1 ay öncesine kadar Fed’in Mart’ta faiz artırmasını bekleyenlerin oranı yüzde 30 dolayındaydı.
Bu oran, Fed’in yönlendirici açıklamalarıyla her geçen gün yükseldi ve bir hafta önce yüzde 100 düzeyine ulaştı. Böylece piyasayı Mart’ta faiz artışına hazırlayan Fed, beklendiği gibi faizini 0,25 puan artırdı. Bu gelişmenin hemen ardından ilk sonuçları açıklanan Hollanda seçimlerinde aşırı sağ partinin varlık gösteremediği ortaya çıkınca finans piyasalarının birinci kuralı çalıştı: Gerçekleşme satıldı. Sonuçta Dolar değer kaybetmeye, Euro ve gelişmekte olan ülke paraları Dolara karşı değer kazanmaya başladı.
Fed, bir süredir, merkez bankası davranışları, yaklaşımları, para politikası ve beklentileri yönlendirme konularında adeta uygulama dersi veriyor. Ne yapacağını ve nasıl yapacağını önceden belirliyor ve piyasaları buna göre hazırlıyor. Sonuçta kararını verdiğinde kimse için sürpriz olmuyor. Onu izleyen dünya piyasaları da şokları dengeleyerek yoluna devam edebiliyor.
Bizim Merkez Bankası, Fed’in kararının ardında geç likidite penceresi faizini 0,75 puan artırarak 11,75’e yükseltti.
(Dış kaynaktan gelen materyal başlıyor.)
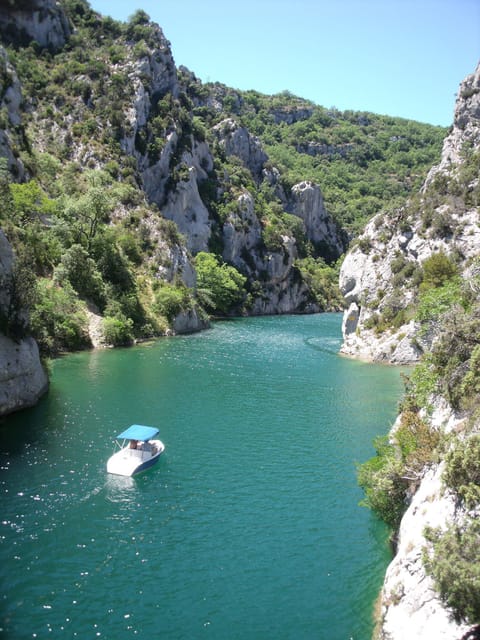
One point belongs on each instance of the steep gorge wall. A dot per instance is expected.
(411, 609)
(375, 274)
(22, 378)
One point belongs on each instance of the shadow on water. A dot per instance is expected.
(319, 345)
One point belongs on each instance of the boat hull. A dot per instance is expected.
(129, 462)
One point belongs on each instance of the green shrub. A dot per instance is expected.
(390, 476)
(170, 300)
(221, 284)
(454, 564)
(81, 272)
(462, 470)
(118, 330)
(58, 320)
(382, 480)
(437, 269)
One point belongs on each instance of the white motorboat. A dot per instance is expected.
(138, 450)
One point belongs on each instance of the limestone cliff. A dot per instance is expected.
(40, 21)
(379, 277)
(22, 378)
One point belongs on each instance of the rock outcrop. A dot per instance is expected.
(10, 103)
(40, 21)
(411, 608)
(237, 141)
(378, 280)
(306, 202)
(378, 274)
(22, 378)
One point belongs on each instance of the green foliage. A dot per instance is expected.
(222, 286)
(388, 477)
(171, 299)
(462, 470)
(423, 382)
(454, 564)
(58, 320)
(434, 301)
(322, 280)
(385, 488)
(437, 269)
(118, 330)
(80, 271)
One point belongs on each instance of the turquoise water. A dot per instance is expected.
(248, 527)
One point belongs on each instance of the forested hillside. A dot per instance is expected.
(413, 285)
(140, 201)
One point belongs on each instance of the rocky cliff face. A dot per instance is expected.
(378, 274)
(22, 378)
(10, 102)
(411, 608)
(41, 21)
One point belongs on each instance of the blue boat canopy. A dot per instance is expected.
(138, 432)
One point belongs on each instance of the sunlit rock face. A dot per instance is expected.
(369, 278)
(22, 378)
(40, 21)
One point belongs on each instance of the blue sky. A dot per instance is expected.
(397, 57)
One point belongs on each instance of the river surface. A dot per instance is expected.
(247, 528)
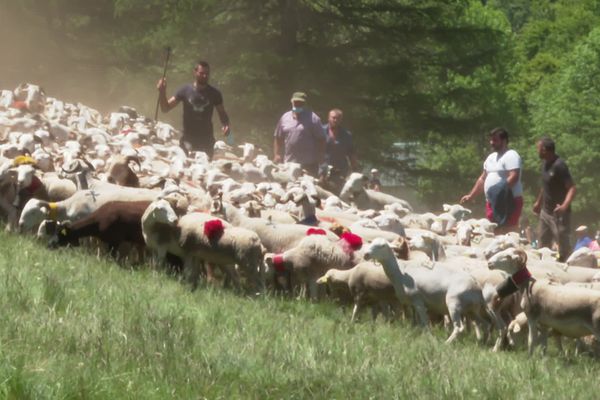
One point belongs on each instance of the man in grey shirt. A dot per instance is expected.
(299, 136)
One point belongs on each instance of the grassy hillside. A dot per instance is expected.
(73, 326)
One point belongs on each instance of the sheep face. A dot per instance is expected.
(583, 257)
(379, 250)
(510, 260)
(34, 212)
(498, 244)
(161, 212)
(62, 236)
(457, 211)
(355, 183)
(25, 175)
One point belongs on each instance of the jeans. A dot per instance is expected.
(556, 228)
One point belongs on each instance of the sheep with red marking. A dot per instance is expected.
(201, 238)
(313, 256)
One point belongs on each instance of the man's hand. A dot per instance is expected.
(162, 85)
(560, 209)
(466, 198)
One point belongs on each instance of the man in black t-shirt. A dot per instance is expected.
(553, 203)
(199, 99)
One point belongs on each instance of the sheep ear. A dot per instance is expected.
(522, 257)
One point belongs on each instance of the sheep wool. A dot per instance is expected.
(36, 183)
(213, 229)
(278, 263)
(22, 160)
(353, 241)
(521, 276)
(315, 231)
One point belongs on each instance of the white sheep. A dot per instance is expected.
(570, 311)
(199, 237)
(275, 237)
(583, 257)
(367, 284)
(312, 257)
(354, 191)
(438, 290)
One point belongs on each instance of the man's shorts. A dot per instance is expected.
(513, 220)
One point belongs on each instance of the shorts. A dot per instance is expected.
(513, 220)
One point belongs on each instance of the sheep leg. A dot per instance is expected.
(191, 270)
(355, 312)
(500, 327)
(543, 336)
(532, 337)
(313, 289)
(232, 276)
(421, 312)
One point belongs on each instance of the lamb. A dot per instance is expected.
(569, 311)
(121, 173)
(364, 199)
(583, 257)
(439, 290)
(198, 236)
(275, 237)
(313, 256)
(368, 285)
(113, 223)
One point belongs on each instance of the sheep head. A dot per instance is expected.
(510, 260)
(160, 211)
(378, 250)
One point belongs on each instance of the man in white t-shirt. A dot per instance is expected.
(501, 170)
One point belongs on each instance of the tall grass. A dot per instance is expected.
(73, 326)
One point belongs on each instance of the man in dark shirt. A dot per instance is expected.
(339, 151)
(199, 100)
(553, 203)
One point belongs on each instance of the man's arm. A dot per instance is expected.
(224, 118)
(537, 206)
(353, 162)
(476, 190)
(321, 139)
(513, 178)
(165, 105)
(561, 208)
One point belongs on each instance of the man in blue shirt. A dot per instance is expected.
(339, 152)
(583, 237)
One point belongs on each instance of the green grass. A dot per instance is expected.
(73, 326)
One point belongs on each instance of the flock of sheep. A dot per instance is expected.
(68, 173)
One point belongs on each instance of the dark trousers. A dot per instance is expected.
(312, 169)
(556, 228)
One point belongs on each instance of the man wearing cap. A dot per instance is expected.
(339, 151)
(299, 136)
(553, 203)
(583, 237)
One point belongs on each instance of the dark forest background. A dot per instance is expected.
(421, 82)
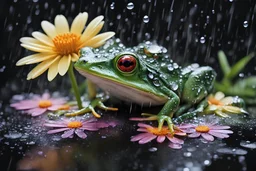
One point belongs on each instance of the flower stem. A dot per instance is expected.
(74, 86)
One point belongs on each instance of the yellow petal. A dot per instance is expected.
(99, 39)
(53, 70)
(49, 29)
(227, 100)
(40, 68)
(74, 57)
(37, 48)
(219, 95)
(61, 24)
(35, 58)
(79, 23)
(91, 26)
(42, 38)
(64, 64)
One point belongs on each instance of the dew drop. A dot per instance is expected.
(145, 19)
(130, 6)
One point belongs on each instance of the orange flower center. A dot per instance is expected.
(66, 43)
(202, 128)
(212, 100)
(163, 131)
(75, 124)
(44, 103)
(64, 107)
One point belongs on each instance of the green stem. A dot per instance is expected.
(74, 86)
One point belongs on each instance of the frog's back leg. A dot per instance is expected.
(198, 85)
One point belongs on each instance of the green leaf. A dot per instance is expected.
(223, 63)
(239, 66)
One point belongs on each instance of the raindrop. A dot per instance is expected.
(130, 6)
(145, 19)
(245, 24)
(202, 40)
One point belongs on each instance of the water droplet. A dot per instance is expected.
(130, 6)
(145, 19)
(202, 40)
(245, 24)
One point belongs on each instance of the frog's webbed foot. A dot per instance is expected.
(95, 103)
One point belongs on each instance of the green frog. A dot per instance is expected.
(145, 75)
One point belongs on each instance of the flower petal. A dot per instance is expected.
(57, 130)
(78, 23)
(80, 133)
(64, 65)
(207, 136)
(53, 70)
(61, 24)
(35, 58)
(68, 133)
(43, 38)
(49, 29)
(40, 68)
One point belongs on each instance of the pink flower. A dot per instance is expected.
(207, 131)
(38, 105)
(150, 133)
(75, 126)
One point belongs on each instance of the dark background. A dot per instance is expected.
(178, 25)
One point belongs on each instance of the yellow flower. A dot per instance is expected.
(61, 43)
(220, 105)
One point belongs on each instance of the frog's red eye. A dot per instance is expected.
(126, 63)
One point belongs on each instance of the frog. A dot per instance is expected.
(146, 75)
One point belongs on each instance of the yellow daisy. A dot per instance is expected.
(220, 105)
(61, 43)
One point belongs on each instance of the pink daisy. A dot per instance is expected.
(38, 105)
(69, 127)
(150, 133)
(207, 131)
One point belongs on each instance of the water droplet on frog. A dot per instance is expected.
(152, 149)
(145, 19)
(112, 5)
(130, 6)
(245, 24)
(202, 40)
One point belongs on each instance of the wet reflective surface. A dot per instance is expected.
(192, 31)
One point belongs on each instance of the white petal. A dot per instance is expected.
(64, 64)
(79, 23)
(42, 38)
(49, 29)
(61, 24)
(53, 70)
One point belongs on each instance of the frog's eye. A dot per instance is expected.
(126, 63)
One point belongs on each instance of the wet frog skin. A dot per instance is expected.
(146, 75)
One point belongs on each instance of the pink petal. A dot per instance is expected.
(207, 137)
(218, 135)
(223, 131)
(80, 133)
(175, 140)
(139, 136)
(160, 139)
(68, 133)
(194, 135)
(175, 146)
(219, 127)
(147, 139)
(57, 130)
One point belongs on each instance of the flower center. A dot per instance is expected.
(44, 103)
(66, 43)
(163, 131)
(75, 124)
(202, 128)
(214, 101)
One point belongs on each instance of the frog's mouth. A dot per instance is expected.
(124, 92)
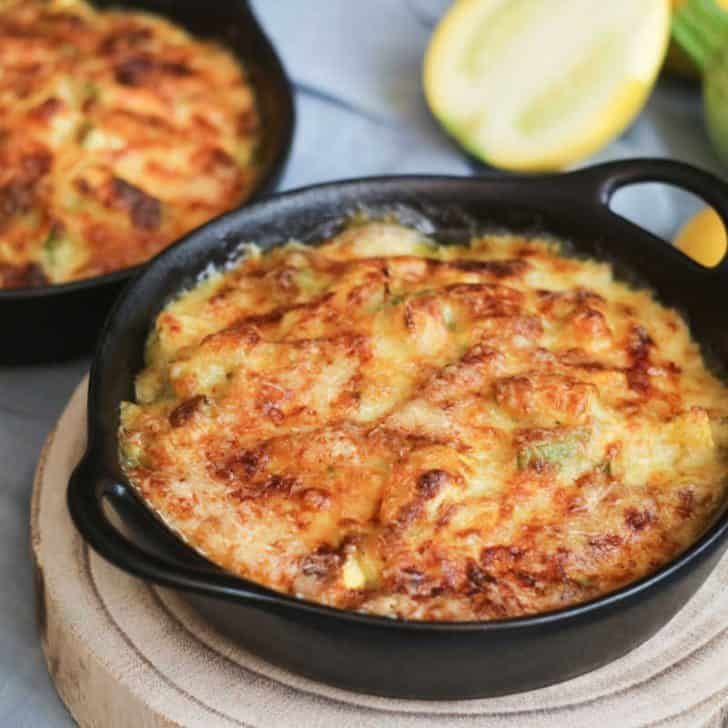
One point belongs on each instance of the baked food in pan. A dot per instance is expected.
(387, 424)
(119, 133)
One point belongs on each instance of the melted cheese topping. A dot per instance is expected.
(119, 133)
(427, 432)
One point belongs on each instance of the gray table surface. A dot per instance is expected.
(360, 112)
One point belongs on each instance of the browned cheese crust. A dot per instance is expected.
(119, 133)
(427, 432)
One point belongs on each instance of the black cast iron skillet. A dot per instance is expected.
(374, 654)
(55, 322)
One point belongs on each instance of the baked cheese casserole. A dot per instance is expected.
(423, 431)
(119, 133)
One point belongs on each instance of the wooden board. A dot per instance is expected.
(124, 654)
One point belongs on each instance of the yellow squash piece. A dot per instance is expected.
(534, 86)
(703, 238)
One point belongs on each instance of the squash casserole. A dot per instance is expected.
(119, 133)
(426, 431)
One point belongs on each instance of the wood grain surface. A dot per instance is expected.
(123, 654)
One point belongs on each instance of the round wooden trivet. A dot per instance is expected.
(124, 654)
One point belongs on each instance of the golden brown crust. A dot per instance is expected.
(119, 133)
(427, 432)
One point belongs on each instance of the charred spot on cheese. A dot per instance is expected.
(452, 432)
(118, 128)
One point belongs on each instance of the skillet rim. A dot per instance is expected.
(592, 185)
(264, 186)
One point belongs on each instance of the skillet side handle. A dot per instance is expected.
(85, 502)
(606, 179)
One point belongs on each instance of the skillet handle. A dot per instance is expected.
(605, 179)
(85, 502)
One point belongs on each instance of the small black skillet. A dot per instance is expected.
(373, 654)
(49, 323)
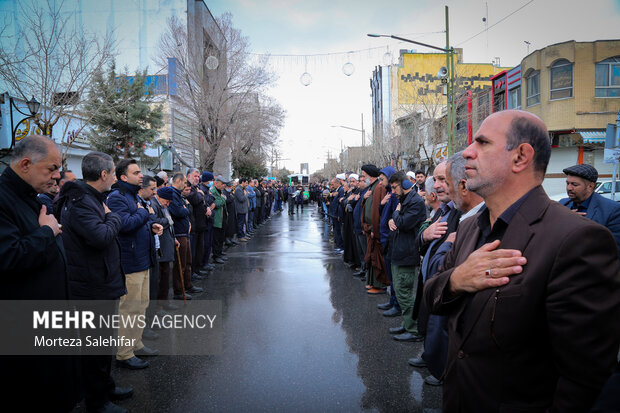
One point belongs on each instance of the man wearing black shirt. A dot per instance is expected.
(531, 289)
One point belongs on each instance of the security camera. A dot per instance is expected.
(443, 72)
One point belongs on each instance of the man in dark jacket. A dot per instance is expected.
(580, 182)
(531, 289)
(137, 256)
(206, 181)
(241, 208)
(93, 253)
(199, 211)
(335, 213)
(167, 244)
(405, 225)
(388, 206)
(33, 267)
(179, 210)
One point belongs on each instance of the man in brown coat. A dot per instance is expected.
(376, 274)
(532, 290)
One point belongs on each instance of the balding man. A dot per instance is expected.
(33, 267)
(532, 290)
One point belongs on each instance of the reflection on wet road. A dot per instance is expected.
(300, 334)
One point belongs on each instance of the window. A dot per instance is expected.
(561, 80)
(533, 89)
(514, 98)
(608, 78)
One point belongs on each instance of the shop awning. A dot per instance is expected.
(593, 136)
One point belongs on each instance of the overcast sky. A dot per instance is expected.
(331, 26)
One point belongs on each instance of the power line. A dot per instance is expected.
(340, 53)
(493, 25)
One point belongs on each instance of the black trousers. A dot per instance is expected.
(198, 251)
(219, 235)
(97, 380)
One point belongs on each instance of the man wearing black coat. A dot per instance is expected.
(33, 267)
(167, 244)
(199, 225)
(206, 180)
(405, 225)
(94, 263)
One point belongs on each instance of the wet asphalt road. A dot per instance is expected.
(300, 335)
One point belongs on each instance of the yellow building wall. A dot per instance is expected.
(575, 112)
(418, 82)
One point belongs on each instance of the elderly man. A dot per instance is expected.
(335, 213)
(94, 263)
(405, 225)
(33, 267)
(467, 204)
(242, 206)
(580, 181)
(376, 275)
(167, 244)
(182, 267)
(531, 289)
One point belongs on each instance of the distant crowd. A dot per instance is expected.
(484, 269)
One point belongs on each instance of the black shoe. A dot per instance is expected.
(406, 336)
(146, 352)
(180, 297)
(392, 312)
(433, 381)
(108, 407)
(120, 393)
(162, 313)
(149, 334)
(417, 362)
(171, 307)
(133, 363)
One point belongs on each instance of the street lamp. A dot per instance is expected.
(33, 108)
(449, 51)
(355, 129)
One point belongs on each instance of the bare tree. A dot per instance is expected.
(54, 59)
(255, 131)
(214, 97)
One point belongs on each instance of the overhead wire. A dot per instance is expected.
(495, 24)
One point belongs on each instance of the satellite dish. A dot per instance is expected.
(305, 79)
(348, 68)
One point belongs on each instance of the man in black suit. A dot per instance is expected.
(531, 289)
(94, 264)
(33, 267)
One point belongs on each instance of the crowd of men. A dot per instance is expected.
(516, 298)
(117, 237)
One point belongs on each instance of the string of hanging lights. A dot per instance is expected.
(379, 53)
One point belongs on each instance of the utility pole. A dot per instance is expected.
(363, 133)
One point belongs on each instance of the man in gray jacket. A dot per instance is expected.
(241, 207)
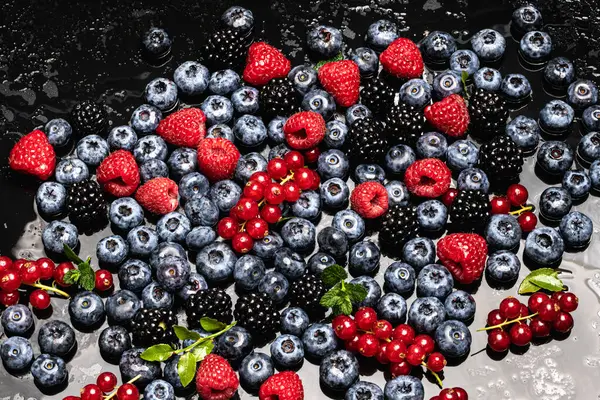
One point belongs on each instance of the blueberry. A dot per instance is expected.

Ocak ortasında, haftalık repo ihalelerini iptal edip birden normal koşullarda kullanılmaması gereken geç likidite penceresini kullanmaya başlayan Merkez Bankası bu uygulamaya devam edeceğini vurgulamış oldu. Geç likidite penceresinin kullanılması iki durum çıkardı: (1) Merkez Bankamız finansal sistemi, bilinen oyun sahasının dışına çekerek adeta paralel evrene taşımış oldu. (2) Bu yeni düzende geç likidite faizi, faiz koridoru olarak bilinen sistemin üst limiti konumuna oturmuş oldu.